Quando começou seu interesse pela dramaturgia?
Digo que fui mais capturada pela expressão artística por meio da música. Depois, me interessei por outras coisas também, como o desenho. Gostava muito de artes em geral. Naquela época, o Teatro Nacional tinha concertos gratuitos de música clássica todos os sábados. Tinha na Concha Acústica também. Lembro que uma vez fo mos assistir a Nona sinfonia, de Beethoven. Quando o coral entrou, comecei a chorar. Fiquei muito confusa porque não estava triste. Meu pai me explicou que estava emocionada. Aquele dia me marcou. Devia ter uns 7 anos.

Quando decidiu seguir a carreira cênica?

Com 18 anos, fui para São Paulo tentar fazer a Escola Dramática da USP. Não passei. Voltei para casa e me formei em comunicação social. Lembro que estava na aula de psicologia do consumidor e disse: “Meu Deus, que mundo é esse? Não é nada disso que eu quero.” Mas terminei o curso. Como já tinha um curso superior procurei pela melhor escola em interpretação. Fui parar na Antunes Filho, na Escola Dramática da USP. É um curso técnico. Foi a minha grande escola. Mudou a minha vida.

Qual o trabalho que mais marcou?

Isso tem sido constante. Amor, plástico e barulho foi um divisor para mim. Em todos os trabalhos que fiz até hoje, evidentemente, aprendi muito. Sem demagogia, isso não é uma frase feita. Esse filme pela complexidade da personagem, por ser uma protagonista muito diferente de mim e também por ter o canto foi um salto para na minha carreira. Foi muito difícil realizar.
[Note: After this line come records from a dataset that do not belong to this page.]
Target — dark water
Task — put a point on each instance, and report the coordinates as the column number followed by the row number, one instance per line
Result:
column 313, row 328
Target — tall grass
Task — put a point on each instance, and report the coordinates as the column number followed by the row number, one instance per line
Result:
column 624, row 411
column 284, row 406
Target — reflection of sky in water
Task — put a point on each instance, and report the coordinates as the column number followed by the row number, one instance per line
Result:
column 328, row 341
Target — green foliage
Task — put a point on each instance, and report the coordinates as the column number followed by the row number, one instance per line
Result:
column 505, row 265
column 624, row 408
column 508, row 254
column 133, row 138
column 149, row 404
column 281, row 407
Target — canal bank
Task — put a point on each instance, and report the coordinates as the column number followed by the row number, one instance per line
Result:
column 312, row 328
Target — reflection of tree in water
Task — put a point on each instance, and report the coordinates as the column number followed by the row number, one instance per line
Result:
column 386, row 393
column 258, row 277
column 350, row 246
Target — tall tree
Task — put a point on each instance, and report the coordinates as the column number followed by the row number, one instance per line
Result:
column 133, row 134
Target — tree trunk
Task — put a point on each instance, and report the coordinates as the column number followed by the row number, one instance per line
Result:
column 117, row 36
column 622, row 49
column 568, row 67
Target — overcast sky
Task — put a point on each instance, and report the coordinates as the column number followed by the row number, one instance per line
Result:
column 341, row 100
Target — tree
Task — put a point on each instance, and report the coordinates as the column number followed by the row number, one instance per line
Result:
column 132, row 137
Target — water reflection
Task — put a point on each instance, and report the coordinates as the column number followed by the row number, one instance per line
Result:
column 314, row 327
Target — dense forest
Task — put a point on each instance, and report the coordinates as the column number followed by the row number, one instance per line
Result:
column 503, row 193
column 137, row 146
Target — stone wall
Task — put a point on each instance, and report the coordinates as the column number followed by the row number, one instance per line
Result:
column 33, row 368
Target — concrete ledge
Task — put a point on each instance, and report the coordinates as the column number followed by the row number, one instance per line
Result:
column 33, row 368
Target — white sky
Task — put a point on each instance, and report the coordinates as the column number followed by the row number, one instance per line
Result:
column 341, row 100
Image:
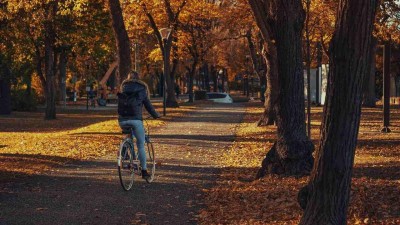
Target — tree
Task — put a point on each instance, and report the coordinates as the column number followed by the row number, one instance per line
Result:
column 326, row 197
column 5, row 98
column 281, row 23
column 172, row 18
column 121, row 37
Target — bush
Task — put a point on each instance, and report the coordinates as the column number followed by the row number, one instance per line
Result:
column 200, row 95
column 21, row 101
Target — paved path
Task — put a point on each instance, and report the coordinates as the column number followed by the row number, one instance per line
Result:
column 188, row 149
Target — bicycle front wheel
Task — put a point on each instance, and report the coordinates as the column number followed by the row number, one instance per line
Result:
column 151, row 162
column 125, row 164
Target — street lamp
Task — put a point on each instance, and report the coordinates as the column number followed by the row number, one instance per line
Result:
column 165, row 33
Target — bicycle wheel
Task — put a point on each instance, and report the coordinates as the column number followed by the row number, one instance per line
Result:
column 125, row 168
column 150, row 161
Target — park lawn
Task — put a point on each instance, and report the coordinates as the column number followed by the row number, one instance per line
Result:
column 30, row 145
column 239, row 199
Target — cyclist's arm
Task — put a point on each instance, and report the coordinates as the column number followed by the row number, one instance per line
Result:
column 150, row 108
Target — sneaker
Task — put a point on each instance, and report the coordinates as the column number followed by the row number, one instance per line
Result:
column 145, row 174
column 124, row 154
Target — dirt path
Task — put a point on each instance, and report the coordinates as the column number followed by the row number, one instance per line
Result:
column 188, row 149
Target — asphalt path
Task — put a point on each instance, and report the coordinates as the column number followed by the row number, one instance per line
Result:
column 188, row 150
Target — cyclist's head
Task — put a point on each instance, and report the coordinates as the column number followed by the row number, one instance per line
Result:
column 133, row 75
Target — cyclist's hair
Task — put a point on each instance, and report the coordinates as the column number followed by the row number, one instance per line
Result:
column 133, row 75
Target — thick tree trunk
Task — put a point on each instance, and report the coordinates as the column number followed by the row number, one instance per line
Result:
column 49, row 42
column 281, row 21
column 326, row 197
column 122, row 39
column 369, row 97
column 269, row 77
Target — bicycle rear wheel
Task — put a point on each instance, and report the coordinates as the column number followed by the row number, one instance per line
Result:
column 150, row 161
column 125, row 166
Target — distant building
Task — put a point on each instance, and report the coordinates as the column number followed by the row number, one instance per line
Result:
column 323, row 81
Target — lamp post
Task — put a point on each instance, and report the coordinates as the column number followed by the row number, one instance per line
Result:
column 386, row 88
column 86, row 85
column 165, row 33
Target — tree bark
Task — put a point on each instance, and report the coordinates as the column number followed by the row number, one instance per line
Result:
column 5, row 93
column 122, row 39
column 171, row 98
column 326, row 197
column 272, row 86
column 49, row 42
column 63, row 75
column 369, row 96
column 281, row 21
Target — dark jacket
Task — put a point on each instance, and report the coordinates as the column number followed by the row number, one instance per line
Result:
column 142, row 98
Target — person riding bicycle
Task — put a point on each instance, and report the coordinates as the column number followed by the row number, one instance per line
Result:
column 132, row 86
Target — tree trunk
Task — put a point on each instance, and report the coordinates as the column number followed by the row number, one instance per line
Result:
column 122, row 39
column 281, row 21
column 326, row 197
column 369, row 97
column 272, row 86
column 171, row 98
column 5, row 94
column 63, row 75
column 49, row 42
column 192, row 71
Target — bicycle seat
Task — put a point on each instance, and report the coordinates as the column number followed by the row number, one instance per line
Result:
column 126, row 129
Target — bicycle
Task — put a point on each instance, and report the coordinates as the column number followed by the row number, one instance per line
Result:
column 128, row 163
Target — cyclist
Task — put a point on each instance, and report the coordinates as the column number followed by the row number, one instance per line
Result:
column 133, row 85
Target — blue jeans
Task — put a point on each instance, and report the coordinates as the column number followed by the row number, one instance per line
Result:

Houve horas que achava que não conseguiria fazer. Depois da estreia, veio uma sequência de trabalhos muito desafiadores. Por duas razões: uma, porque o próprio trabalho acaba te catapultando. As pessoas enxergam em você outras possibilidades; e a outra, por talvez ter uma atração por desafios. Gosto de ler um roteiro que desafie, que me faça sentir aquele frio na barriga.